Don't be afraid of the cliff

Posted Dec. 17, 2012 / Posted by: Erich Pica

Call it the fiscal cliff, the fiscal slope or an “austerity crisis,” but no matter the nomenclature, a battle is underway over the role of government in the U.S.: Should we take care of our own or should people be left to fend for themselves?

Our answer will reverberate for decades. Programs such as Medicare, Medicaid and Social Security, the social safety net that so many Americans depend on, are at risk. If government protection is eroded for those most in need, it is impossible to imagine the country coming together to avoid climate change or to deal with its impacts. The ability to maintain our social safety net depends on those who can afford it, the richest Americans, being asked to make a bigger contribution. We are not broke; in fact, we are the richest country in the world. The money is there for teachers, school lunches, and medicine for the sick. Letting the Bush tax giveaways for the wealthiest Americans fully expire would restore needed money to the treasury.
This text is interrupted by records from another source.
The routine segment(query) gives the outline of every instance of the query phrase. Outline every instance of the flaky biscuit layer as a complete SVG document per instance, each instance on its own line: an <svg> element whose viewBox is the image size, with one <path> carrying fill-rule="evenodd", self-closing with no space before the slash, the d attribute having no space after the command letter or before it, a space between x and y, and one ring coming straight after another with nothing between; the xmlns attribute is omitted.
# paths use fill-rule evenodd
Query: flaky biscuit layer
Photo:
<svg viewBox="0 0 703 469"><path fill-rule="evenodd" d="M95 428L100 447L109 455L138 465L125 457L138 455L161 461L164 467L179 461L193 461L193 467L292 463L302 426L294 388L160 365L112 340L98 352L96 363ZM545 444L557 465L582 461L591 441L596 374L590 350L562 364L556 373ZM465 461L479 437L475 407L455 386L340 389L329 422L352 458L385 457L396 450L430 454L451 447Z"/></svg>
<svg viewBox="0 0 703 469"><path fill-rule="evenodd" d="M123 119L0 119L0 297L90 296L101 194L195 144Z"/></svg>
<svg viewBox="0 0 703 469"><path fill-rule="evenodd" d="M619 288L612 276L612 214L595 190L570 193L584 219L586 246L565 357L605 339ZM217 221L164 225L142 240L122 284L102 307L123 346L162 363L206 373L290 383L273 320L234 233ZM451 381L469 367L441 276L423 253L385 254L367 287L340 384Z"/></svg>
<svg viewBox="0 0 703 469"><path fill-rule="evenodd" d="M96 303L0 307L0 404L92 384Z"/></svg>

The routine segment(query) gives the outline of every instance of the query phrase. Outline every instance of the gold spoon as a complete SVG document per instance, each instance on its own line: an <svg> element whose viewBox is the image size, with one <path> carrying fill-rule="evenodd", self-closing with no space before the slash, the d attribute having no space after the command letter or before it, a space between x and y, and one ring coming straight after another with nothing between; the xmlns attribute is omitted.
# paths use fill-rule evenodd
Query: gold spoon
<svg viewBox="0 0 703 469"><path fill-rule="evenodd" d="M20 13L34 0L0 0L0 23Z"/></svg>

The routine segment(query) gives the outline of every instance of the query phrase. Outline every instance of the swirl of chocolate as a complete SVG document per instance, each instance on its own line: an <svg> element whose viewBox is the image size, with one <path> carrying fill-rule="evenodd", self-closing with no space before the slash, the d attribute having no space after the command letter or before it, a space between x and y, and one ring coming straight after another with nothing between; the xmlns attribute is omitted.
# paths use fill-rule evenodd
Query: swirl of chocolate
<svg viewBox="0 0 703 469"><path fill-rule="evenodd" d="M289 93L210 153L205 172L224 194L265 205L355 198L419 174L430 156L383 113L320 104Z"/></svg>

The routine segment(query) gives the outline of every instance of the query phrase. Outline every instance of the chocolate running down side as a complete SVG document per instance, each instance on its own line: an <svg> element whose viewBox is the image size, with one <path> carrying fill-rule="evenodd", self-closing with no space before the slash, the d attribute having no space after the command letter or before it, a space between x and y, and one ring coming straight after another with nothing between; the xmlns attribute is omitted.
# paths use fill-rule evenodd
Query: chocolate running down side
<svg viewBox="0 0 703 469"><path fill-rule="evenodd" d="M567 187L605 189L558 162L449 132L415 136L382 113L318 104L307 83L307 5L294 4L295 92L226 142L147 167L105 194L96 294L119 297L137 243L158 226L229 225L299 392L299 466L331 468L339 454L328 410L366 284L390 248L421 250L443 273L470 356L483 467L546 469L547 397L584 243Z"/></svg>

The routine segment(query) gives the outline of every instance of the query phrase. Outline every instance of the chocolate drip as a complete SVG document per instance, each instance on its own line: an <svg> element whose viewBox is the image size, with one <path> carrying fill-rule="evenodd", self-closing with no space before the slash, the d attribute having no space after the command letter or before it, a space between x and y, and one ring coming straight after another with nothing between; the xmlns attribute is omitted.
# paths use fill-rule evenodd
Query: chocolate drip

Americans made their choice in the election, and polling after afterwards confirmed it: we voted to protect Social Security and Medicare by having the rich pay their fair share.
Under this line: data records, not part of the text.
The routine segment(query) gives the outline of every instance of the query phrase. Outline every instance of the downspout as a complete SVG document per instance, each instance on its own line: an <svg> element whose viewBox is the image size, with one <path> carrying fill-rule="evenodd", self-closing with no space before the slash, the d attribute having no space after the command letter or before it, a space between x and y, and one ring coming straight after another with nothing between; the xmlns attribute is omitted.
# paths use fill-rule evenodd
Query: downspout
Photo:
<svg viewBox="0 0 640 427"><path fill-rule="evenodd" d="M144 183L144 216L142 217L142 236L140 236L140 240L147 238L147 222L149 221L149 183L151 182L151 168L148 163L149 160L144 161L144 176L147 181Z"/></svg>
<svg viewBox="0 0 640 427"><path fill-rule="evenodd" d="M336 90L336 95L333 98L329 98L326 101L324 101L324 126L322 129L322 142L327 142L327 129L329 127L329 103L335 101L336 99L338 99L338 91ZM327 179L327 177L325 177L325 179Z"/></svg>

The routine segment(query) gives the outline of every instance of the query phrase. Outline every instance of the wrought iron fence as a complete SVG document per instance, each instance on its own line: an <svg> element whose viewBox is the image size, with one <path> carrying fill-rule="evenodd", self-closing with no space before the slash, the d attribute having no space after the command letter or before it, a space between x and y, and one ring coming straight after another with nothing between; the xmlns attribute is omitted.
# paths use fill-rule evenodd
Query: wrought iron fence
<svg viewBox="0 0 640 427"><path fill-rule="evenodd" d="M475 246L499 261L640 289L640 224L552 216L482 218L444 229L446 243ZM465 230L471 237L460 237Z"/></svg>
President Obama has one giant piece of leverage available to make sure that the will of the people is served -- the Bush tax giveaways go away if he takes us over the cliff.

Make no mistake, the automatic cuts to non-defense programs triggered by the sequester would be bad for our country. The initial $1 trillion in cuts that were made last year under the Budget Control Act are already causing pain. The second round of cuts triggered by the sequestration would further decimate discretionary spending for vital programs, including programs that protect public health and the environment. However, it still would be better to go over the cliff now than to accept a deal that will lock us in a fiscal straightjacket for decades and result in the erosion of vital social safety nets.
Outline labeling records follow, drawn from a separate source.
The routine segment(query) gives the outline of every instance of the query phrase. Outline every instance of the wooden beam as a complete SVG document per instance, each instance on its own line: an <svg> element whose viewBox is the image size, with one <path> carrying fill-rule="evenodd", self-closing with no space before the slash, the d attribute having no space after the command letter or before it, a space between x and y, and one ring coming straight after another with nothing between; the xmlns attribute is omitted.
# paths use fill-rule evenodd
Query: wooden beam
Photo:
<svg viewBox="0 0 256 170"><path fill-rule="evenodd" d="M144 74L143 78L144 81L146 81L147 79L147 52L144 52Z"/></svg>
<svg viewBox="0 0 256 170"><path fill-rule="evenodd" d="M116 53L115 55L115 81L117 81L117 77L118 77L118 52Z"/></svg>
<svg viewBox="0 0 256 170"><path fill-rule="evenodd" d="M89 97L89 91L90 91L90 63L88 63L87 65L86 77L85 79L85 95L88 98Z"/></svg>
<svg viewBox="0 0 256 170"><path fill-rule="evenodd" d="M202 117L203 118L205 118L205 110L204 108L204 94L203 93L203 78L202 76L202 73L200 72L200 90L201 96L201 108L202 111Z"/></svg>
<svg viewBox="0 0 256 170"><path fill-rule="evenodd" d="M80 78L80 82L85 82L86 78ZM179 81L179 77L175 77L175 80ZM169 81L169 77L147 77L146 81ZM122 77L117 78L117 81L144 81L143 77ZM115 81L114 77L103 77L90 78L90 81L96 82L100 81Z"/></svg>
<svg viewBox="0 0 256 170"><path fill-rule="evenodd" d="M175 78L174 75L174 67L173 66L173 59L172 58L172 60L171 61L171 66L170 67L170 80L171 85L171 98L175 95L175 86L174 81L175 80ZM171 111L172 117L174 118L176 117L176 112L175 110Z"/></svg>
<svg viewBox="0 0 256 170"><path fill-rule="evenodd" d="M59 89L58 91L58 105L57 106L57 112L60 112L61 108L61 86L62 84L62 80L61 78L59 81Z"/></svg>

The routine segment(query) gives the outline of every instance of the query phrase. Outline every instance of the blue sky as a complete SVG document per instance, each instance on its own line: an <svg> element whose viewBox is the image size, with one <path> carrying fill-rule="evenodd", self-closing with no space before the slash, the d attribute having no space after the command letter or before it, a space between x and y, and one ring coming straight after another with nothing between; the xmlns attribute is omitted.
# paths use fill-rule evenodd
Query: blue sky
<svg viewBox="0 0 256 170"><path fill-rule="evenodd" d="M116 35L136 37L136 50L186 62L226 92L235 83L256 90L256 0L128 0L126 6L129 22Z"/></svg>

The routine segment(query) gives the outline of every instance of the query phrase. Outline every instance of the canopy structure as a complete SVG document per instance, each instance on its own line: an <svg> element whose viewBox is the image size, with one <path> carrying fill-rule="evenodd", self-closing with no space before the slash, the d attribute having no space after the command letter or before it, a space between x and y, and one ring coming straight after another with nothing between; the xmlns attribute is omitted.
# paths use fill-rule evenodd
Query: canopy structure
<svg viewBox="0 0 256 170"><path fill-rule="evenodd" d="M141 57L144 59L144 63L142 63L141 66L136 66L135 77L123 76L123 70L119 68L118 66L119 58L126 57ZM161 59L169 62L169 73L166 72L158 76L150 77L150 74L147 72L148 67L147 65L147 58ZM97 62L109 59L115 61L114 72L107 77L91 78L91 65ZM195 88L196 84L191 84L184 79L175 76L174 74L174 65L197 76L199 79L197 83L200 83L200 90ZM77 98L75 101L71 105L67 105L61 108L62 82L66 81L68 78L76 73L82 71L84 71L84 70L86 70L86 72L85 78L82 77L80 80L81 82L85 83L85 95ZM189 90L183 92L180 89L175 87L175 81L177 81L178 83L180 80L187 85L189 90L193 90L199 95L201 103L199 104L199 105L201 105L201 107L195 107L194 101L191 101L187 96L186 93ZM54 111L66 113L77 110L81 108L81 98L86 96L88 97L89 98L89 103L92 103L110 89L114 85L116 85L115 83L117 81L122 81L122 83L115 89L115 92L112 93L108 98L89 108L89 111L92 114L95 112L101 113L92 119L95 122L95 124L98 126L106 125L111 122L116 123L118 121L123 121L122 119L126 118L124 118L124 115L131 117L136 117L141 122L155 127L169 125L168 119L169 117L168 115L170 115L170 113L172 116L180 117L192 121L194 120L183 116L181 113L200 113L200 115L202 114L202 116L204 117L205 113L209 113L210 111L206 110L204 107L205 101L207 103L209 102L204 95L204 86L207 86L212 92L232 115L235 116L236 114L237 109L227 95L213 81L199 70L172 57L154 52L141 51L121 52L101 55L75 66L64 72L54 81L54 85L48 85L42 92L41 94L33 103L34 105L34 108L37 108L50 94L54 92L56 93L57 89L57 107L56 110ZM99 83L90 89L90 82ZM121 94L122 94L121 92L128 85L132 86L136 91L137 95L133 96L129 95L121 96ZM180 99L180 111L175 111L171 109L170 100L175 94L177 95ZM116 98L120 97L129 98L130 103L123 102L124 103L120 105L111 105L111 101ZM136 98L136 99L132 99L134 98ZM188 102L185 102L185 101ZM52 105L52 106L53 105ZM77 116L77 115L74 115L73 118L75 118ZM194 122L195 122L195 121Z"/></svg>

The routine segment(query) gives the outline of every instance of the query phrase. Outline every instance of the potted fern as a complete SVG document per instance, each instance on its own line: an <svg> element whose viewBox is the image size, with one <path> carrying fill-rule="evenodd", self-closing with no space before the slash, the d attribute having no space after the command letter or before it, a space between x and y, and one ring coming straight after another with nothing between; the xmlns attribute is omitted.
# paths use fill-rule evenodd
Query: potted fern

As Chuck Marr from the Center on Budget and Policy Priorities told the Washington Post:

A much wiser course would be to let the Bush tax cuts sunset. You’d be locking in nearly $1 trillion in 10-year savings. And then one can start talking about reforming” deductions.

Many leading progressives have made this point. Nobel Prize-winning economist Paul Krugman, House Minority Leader Nancy Pelosi, Co-Chair of the House Progressive Caucus Raul Grijalva, and Co-Chair of last year’s deficit commission Senator Patty Murray have all said that it is better to go over the cliff than to accept a deal that extends the Bust tax cuts for the wealthiest Americans. Senator Murray put it simply in a recent speech when she vowed to “absolutely continue this debate into 2013, rather than lock in a long-term deal this year that throws middle class families under the bus.”

These are important voices in the debate, but the only person negotiating with House Speaker Boehner is President Obama. While the president has rightly insisted that the wealthiest Americans pay more, he continues to send signals that he is willing to compromise. This is leading to speculation about what compromise on the Bush tax rates will look like, as if the program cuts enacted under the Budget Control Act are not too much compromise already.

President Obama needs to stand strong and insist on the expiration of the full Bush tax cuts for income over $250,000. Just as importantly he cannot let the Republicans hold us hostage three months down the road; any deal must also increase the debt ceiling. The leverage is on the president’s side, since -- as Paul Krugman notes -- “no deal is better than a bad deal.”  If the Republicans refuse, he must have the courage to take us over the cliff -- it will be a bumpy ride, but it would leave us with the heart of our country still intact.